# Mouse skipping vertically in some games

## fau

This is a strange one: Some time ago my mouse started skipping vertically in quake. I'll try to describe it as good as I can. It starts after few minutes of playing. At first these are small and rare skips, but when I play longer they are getting larger to the point where it goes all the way up/down non-stop. It seems that not moving mouse calms it down for a while.

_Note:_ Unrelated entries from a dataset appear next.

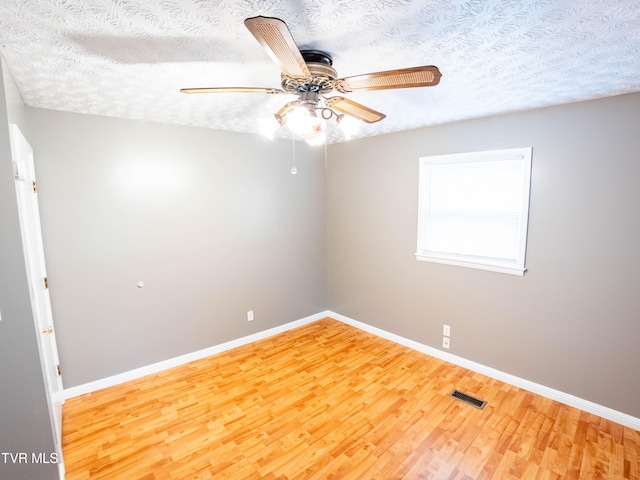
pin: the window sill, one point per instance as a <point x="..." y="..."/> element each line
<point x="480" y="266"/>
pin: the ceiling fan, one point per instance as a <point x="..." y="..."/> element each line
<point x="309" y="75"/>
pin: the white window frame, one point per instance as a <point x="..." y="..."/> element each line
<point x="514" y="266"/>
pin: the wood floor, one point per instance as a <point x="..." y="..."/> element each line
<point x="328" y="401"/>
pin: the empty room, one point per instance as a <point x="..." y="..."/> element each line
<point x="319" y="239"/>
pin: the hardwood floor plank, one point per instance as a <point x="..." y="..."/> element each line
<point x="328" y="401"/>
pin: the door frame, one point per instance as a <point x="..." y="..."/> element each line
<point x="30" y="229"/>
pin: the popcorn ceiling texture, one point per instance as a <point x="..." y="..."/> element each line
<point x="129" y="58"/>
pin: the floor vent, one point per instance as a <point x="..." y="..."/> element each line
<point x="474" y="402"/>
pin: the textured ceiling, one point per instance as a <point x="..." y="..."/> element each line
<point x="129" y="58"/>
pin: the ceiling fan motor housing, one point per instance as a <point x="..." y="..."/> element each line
<point x="322" y="79"/>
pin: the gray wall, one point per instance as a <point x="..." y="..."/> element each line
<point x="24" y="417"/>
<point x="573" y="321"/>
<point x="213" y="223"/>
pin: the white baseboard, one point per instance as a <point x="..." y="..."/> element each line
<point x="565" y="398"/>
<point x="181" y="360"/>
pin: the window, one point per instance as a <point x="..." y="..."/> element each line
<point x="473" y="209"/>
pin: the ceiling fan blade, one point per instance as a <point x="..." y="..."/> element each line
<point x="425" y="76"/>
<point x="232" y="90"/>
<point x="354" y="109"/>
<point x="274" y="35"/>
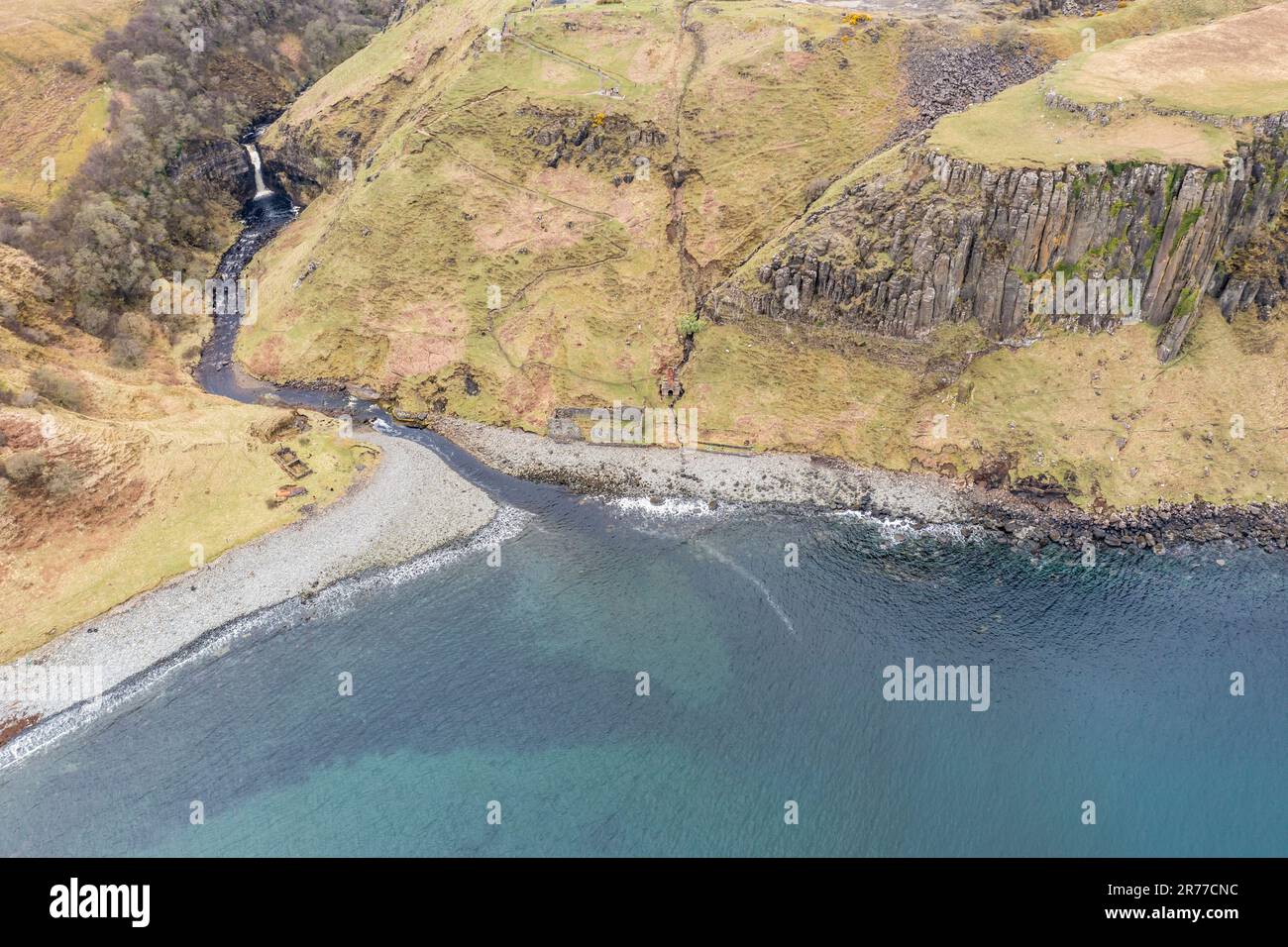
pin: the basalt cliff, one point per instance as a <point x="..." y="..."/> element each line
<point x="944" y="240"/>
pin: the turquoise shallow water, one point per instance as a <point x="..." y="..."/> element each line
<point x="516" y="684"/>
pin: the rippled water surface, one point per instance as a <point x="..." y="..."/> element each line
<point x="516" y="684"/>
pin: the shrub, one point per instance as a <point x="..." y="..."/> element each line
<point x="690" y="325"/>
<point x="60" y="389"/>
<point x="25" y="467"/>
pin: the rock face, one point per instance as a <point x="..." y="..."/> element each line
<point x="219" y="165"/>
<point x="949" y="240"/>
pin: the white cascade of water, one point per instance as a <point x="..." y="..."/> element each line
<point x="261" y="189"/>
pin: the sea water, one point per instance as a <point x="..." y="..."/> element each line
<point x="493" y="701"/>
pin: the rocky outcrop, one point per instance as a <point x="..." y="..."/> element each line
<point x="1037" y="9"/>
<point x="218" y="165"/>
<point x="301" y="163"/>
<point x="940" y="78"/>
<point x="562" y="137"/>
<point x="951" y="240"/>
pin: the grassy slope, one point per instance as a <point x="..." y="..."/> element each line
<point x="47" y="111"/>
<point x="163" y="464"/>
<point x="798" y="388"/>
<point x="456" y="197"/>
<point x="1189" y="68"/>
<point x="459" y="197"/>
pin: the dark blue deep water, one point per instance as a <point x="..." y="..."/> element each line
<point x="516" y="684"/>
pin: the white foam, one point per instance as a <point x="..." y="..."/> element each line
<point x="896" y="530"/>
<point x="670" y="508"/>
<point x="333" y="600"/>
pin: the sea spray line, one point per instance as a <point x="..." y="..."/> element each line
<point x="335" y="599"/>
<point x="720" y="557"/>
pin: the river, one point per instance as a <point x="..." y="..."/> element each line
<point x="498" y="707"/>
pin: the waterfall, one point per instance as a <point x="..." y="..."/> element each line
<point x="261" y="189"/>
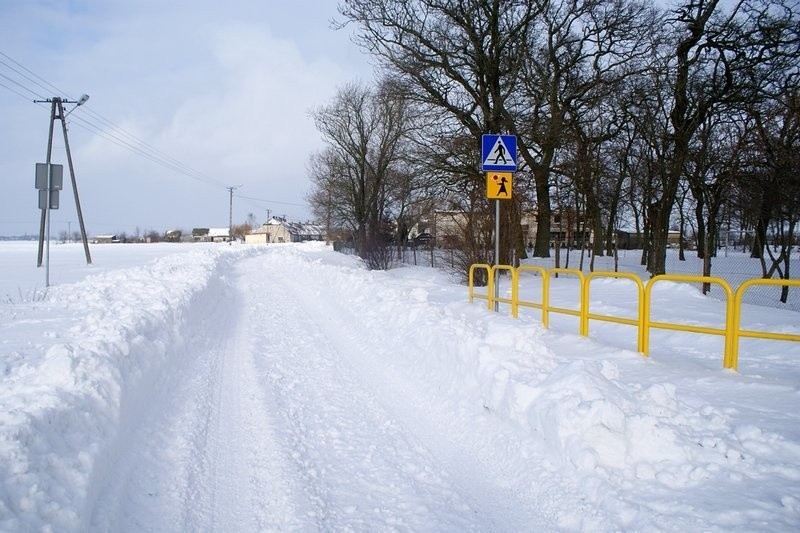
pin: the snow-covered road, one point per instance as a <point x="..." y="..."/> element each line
<point x="278" y="422"/>
<point x="287" y="388"/>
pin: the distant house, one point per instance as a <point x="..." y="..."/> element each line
<point x="105" y="239"/>
<point x="211" y="235"/>
<point x="631" y="240"/>
<point x="279" y="230"/>
<point x="173" y="235"/>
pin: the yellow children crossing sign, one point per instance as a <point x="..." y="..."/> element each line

The mouse had 7 years so I thought it's broken and got a new one (microsoft wheel mouse optical, I know it's m$ but this is by far the best mouse I've seen  :Smile:  ). It didn't help at all. Next thought was that usb port was overheating. It reminded me that I actually have an windows partition, so I booted it, played for a while and.. nothing, no skipping at all. It made me very suspicious so I've made a few tests, here they are:

windows no skipping at all

linux desktop (xmonad) - no skipping. I've spend like 15 minutes drawing lines in gimp

linux quakelive - skipping (also with in_mouse 2 which should theoreticaly take raw mouse input)

linux quake3 - the same

linux teewars - it skips, but to a lesser extend and less often that in quakes (how it is different than quakes? I used higher sensitivity in teewars so I wasn't moving my mouse so much and with such high speed. I have a feeling that it matters)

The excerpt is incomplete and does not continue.